Although the file size is the same, the azcopy'd file seems to have extra characters embedded that pushes it out, it's as if the transfer has added extra data, but has stopped at the same byte size therefore truncating the last parts of the file.

It might be interesting to know, although it is an HTML (text) file, it does contain some binary data.

I may have found a similar problem investigating this bug further. And can reliably reproduce it.
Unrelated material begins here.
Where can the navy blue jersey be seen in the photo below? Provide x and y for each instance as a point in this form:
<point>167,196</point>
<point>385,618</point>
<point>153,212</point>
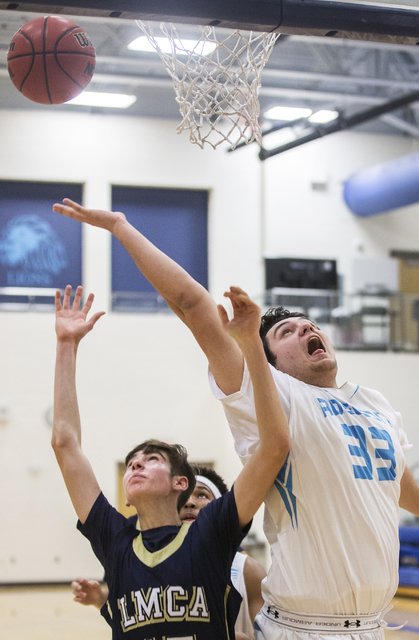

I've created a gist with three files:

  • first-index.html
  • second-index.html
  • third-index.html

If you take all three, then follow these steps:

  1. Copy first-index.html to a clean folder, and rename it to index.html
  2. Execute azcopy sync "$PWD/" "https://storageaccount.blob.core.windows.net/container/$sas" --recursive
  3. Copy second-index.html to the same folder, renaming it to index.html
  4. Execute azcopy sync "$PWD/" "https://storageaccount.blob.core.windows.net/container/$sas" --recursive

(these steps were performed using azcopy-preview 10.0.7 for Mac OS)

Observed behaviour:

The last portion of index.html when viewing it in the Azure web interface contains a series of unknown characters at the end.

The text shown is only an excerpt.